I am attempting to build a spark function that recursively re-writes ArrayType columns:
import org.apache.spark.sql.{DataFrame, Column}
import org.apache.spark.sql.functions._
val arrayHead = udf((sequence: Seq[String]) => sequence.head)
val arrayTail = udf((sequence: Seq[String]) => sequence.tail)
// re-produces the ArrayType column recursively
val rewriteArrayCol = (c: Column) => {
def helper(elementsRemaining: Column, outputAccum: Column): Column = {
when(size(elementsRemaining) === lit(0), outputAccum)

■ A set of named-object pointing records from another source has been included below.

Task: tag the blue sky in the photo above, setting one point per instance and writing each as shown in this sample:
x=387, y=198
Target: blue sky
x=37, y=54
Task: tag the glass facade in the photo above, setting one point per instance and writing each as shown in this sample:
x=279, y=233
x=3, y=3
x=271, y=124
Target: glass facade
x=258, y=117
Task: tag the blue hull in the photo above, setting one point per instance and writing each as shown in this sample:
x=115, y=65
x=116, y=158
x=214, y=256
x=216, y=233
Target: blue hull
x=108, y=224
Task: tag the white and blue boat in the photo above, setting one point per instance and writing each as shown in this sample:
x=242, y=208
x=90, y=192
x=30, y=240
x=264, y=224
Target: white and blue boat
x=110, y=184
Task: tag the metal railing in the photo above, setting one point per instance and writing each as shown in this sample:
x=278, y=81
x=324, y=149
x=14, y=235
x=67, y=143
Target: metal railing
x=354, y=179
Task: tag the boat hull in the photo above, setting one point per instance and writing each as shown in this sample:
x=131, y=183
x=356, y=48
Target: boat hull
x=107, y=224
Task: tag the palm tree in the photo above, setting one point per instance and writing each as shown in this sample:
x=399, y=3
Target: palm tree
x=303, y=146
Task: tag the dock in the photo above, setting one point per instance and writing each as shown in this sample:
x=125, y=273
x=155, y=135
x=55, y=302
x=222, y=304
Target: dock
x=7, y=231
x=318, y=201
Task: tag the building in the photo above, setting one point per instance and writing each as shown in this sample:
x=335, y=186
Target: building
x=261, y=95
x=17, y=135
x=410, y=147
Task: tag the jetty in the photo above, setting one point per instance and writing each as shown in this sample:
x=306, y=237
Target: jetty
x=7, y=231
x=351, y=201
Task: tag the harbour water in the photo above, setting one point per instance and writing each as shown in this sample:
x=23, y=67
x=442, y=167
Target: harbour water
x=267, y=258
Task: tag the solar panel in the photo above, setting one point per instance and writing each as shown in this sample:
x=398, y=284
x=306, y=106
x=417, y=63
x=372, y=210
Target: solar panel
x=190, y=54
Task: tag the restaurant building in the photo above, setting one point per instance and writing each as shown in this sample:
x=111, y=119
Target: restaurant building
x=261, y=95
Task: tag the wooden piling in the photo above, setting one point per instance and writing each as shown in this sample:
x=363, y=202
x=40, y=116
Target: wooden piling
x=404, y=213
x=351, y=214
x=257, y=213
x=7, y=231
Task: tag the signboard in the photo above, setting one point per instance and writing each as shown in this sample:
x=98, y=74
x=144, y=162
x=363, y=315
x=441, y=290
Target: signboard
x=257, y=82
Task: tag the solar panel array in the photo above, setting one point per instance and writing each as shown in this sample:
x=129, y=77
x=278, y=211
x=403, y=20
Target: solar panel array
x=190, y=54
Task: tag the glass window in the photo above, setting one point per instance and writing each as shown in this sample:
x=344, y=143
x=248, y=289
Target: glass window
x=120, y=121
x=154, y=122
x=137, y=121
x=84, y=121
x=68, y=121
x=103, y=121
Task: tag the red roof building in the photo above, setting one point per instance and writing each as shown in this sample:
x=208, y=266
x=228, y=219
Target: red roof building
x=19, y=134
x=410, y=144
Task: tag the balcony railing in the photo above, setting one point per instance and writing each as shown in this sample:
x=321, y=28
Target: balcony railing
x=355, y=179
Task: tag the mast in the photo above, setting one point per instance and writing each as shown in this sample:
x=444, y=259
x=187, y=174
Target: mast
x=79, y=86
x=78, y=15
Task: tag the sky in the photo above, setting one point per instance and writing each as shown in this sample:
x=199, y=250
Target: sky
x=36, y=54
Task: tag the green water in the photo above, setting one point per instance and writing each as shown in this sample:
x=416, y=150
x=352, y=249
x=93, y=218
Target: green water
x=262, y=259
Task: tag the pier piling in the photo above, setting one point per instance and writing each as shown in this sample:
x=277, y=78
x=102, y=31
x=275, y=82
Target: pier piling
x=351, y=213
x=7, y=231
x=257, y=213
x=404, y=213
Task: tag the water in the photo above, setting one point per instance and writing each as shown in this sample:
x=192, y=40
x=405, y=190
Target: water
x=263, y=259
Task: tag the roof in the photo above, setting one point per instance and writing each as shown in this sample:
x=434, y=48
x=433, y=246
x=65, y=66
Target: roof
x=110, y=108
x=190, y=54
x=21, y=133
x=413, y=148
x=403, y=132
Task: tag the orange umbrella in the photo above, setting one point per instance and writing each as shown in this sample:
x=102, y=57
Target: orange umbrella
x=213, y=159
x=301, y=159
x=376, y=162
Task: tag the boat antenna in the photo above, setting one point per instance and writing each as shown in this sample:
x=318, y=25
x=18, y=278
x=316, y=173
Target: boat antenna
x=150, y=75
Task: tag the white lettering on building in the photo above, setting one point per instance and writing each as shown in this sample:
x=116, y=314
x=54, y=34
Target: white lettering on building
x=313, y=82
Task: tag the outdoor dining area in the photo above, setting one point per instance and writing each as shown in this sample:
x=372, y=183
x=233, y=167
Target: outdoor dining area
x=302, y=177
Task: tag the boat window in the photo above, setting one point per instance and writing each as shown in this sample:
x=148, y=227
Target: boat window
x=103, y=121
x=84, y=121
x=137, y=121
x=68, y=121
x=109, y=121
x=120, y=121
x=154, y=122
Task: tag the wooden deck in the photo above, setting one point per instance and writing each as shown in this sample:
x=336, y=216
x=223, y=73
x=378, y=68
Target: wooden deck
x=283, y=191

.otherwise(helper(arrayTail(elementsRemaining), concat(outputAccum, array(arrayHead(elementsRemaining)))))
}
helper(c, array())
}
// Test
val df =
Seq("100" -> Seq("a", "b", "b", "b", "b", "b", "c", "c", "d"))
.toDF("id", "sequence")
// .withColumn("test_tail", arrayTail($"sequence")) //head & tail udfs work
// .withColumn("test", rewriteArrayCol($"sequence")) //stackoverflow if uncommented
display(df)
Unfortunately, I keep getting a stackoverflow. One area where I believe the function is lacking is that it's not tail-recursive; i.e. the whole 'when().otherwise()' block is not the same as an 'if else' block. That being said, the function currently throws a stackoverflow when applied to even tiny dataframes (so I figure there is must be more wrong with it than just not being tail-recursive).
I have not been able to find any examples of a similar function online, so I thought I'd ask here. The only implementations of Column => Column functions that I've been able to find are very, very simple ones which were not helpful to this use-case.
Note: I am able to achieve the functionality of the above by using a UDF. The reason I am attempting to make a Column => Column function is because Spark is better able to optimize these compared to UDFs (as far as I am aware).